L’Agenzia del Demanio si pone all'avanguardia anche sul fronte della sostenibilità. È il primo ente pubblico ad aver adottato una rendicontazione volontaria allineata agli standard europei CSRD. I risultati raggiunti nel 2025 dicono che c’è stata una riduzione del 66% delle emissioni di CO₂ e un calo dei consumi energetici del 68%. Ridotto del 12% anche il consumo del suolo. Prosegue, inoltre, il piano di sicurezza sismica. Circa 3.000 gli immobili interessati dagli audit, con 2.700 attività concluse, 310 fabbricati coinvolti in interventi di riqualificazione energetica e adeguamento sismico.
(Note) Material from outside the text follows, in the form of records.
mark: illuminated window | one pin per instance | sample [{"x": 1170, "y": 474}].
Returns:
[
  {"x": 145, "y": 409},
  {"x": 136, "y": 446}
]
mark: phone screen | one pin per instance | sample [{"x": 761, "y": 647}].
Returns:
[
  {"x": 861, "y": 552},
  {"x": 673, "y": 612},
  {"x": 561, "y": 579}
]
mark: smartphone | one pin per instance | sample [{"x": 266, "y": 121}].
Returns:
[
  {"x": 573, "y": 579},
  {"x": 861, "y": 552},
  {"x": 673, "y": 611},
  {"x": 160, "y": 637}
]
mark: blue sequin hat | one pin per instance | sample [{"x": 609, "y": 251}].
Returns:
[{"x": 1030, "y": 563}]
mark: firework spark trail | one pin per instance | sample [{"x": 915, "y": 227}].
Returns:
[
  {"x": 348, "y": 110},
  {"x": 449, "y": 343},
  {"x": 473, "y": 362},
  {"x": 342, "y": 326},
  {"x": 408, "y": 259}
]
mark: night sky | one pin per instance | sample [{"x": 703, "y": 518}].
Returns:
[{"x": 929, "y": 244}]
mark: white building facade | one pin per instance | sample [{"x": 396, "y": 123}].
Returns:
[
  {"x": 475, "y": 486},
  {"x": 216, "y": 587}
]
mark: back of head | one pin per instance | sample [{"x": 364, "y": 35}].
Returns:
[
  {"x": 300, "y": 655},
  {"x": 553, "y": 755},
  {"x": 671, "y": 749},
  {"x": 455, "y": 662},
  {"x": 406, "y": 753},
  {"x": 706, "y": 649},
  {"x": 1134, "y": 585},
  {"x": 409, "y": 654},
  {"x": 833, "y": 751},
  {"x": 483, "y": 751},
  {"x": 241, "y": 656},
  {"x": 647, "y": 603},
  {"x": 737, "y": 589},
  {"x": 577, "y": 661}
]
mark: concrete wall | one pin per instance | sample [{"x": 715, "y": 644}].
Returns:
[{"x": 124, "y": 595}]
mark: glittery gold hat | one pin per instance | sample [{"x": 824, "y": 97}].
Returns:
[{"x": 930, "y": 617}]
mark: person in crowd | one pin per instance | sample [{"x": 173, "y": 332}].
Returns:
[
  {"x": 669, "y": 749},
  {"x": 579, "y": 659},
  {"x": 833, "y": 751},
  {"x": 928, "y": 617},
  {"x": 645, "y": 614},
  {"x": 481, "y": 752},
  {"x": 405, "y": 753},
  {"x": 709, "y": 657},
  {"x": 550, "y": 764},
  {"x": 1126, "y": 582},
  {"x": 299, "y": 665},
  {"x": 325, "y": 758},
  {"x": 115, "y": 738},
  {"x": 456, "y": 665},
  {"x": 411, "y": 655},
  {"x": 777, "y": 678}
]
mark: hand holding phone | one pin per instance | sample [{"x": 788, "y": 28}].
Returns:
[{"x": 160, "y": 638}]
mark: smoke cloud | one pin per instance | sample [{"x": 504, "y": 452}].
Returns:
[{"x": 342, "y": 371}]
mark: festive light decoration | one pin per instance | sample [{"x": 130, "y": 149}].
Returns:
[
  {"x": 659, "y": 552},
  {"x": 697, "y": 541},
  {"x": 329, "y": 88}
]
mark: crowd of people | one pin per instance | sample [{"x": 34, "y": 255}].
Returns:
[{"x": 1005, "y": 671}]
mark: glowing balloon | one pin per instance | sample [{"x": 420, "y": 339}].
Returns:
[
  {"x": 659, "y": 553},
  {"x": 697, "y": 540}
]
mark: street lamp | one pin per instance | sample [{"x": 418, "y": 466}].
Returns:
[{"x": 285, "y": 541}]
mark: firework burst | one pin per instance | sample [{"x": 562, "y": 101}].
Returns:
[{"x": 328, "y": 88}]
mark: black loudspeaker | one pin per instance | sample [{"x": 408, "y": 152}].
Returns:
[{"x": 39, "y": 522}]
Nel 2025 sono stati messi in sicurezza 67.000 metri quadrati di spazi pubblici.

Il ruolo dei privati e la digitalizzazione

La valorizzazione passa anche per il partenariato pubblico-privato. Nel 2025 sono stati attratti 120 milioni di euro di capitali privati. Operazioni che riguardano concessioni a lungo termine (fino a 50 anni) e progetti innovativi come il Palazzo del Senato a Milano, con nuove funzioni aperte al pubblico, la "Green City" di Tor Vergata a Roma, la Manifattura Tabacchi di Torino, l’ex Polverificio Borbonico di Scafati e il Forte Sant’Andrea di Venezia.

Infine, il futuro è digitale: sono 180 i progetti di digitalizzazione sviluppati nel 2025, con un uso massiccio di digital twin (gemelli digitali degli immobili), intelligenza artificiale e cybersicurezza per gestire in modo più efficiente la complessa macchina del patrimonio pubblico italiano.